Les familles ont quelques minutes pour faire un dernier hommage, un laps de temps accroché à l’éternité et à la froideur de l’instant. Une fois les deux cérémonies achevées, l’équipe chargée de l’éclairage a déplacé les tours vers de nouvelles fosses et, en attendant les prochaines obsèques, toute la troupe s’est rendue aux locaux administratifs pour une pause bien méritée. L’ambiance est bon enfant, les uns rigolent en se chahutant, pendant que les autres regardent les derniers messages de leur téléphone portable.
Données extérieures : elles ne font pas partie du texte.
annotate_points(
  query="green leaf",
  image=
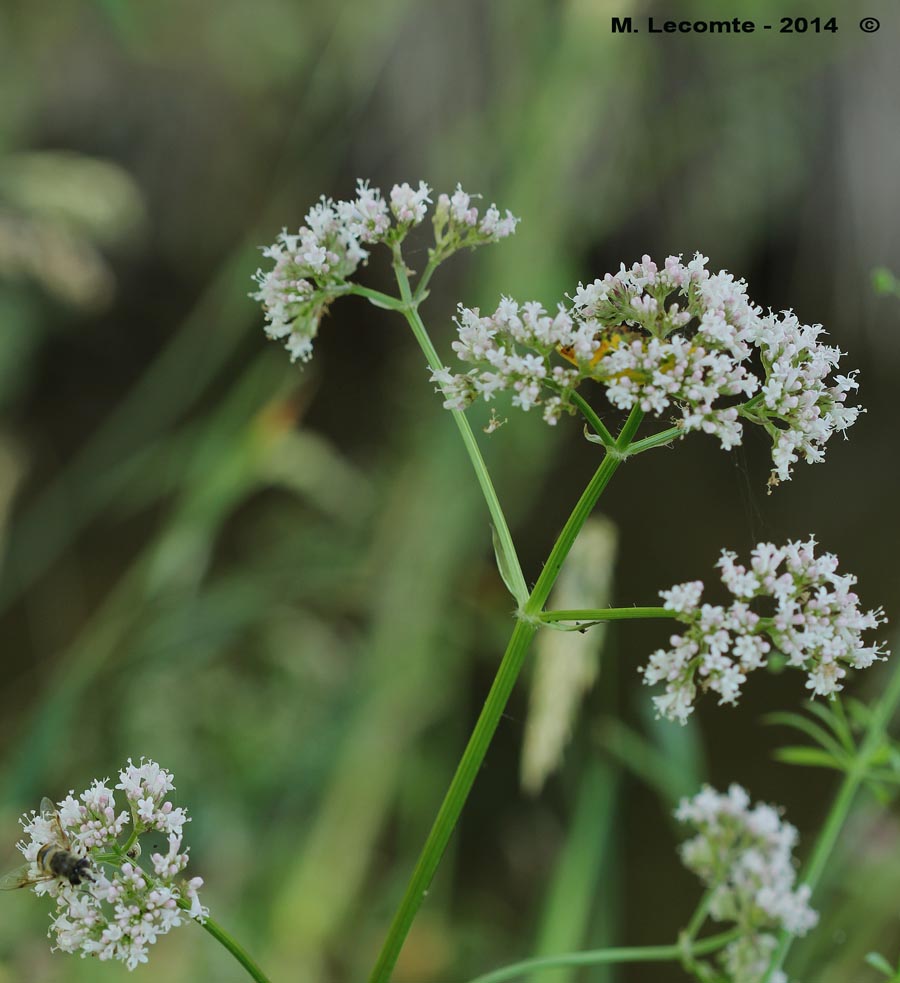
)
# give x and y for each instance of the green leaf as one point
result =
(810, 756)
(877, 961)
(835, 720)
(811, 730)
(506, 569)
Luciano, lui m’explique qu’il a fait des études de thanatopraxie qui consiste à préparer le corps avant la mise en bière. Toutefois, n’ayant pas trouvé d’emploi dans son domaine, il travaille depuis 5 ans comme fossoyeur. L’arrivée d’un nouveau convoi funèbre met fin à la pause et toute la troupe monte dans les voiturettes électriques pour se rendre sur les lieux des sépultures. Il s’agit cette fois-ci d’une personne sans famille et c’est un bénévole qui accompagne la cérémonie. Quelques minutes plus tard, un homme descend d’une autre corbillard soutenant sa mère en pleurs, pendant que les fossoyeurs emportent le cercueil du défunt. La colère se mélange au drame qui se déroule. « L’hôpital ne m’a même pas dit comment est mort mon père, je ne l’ai su qu’après que c’était à cause du covid ! » s’écrit-il, interrompant le silence de la nuit. J’ai croisé le regard de cet homme, dur, noir de colère, défiant la rudesse de la vie.

En temps normal, les services funéraires sont ouverts jusqu’à 18h00 et, en temps de crise sanitaire, jusqu’à 22h00. Je savais qu’un dernier défi m’attendait. Les trois chiens qui veillent sur les lieux et qui n’aiment pas du tout les cyclistes. Ayant connaissance du problème, j’avais soigneusement caché mon vélo, hors de leur portée visuelle. Pour repartir, les fossoyeurs m’ont escorté jusqu’à la sortie, alors que les boules de poils à quatre pattes commençaient à japper férocement. Deux ailes, deux chemins. Qu’importe le chemin, tant que l’on est sur l’un des deux.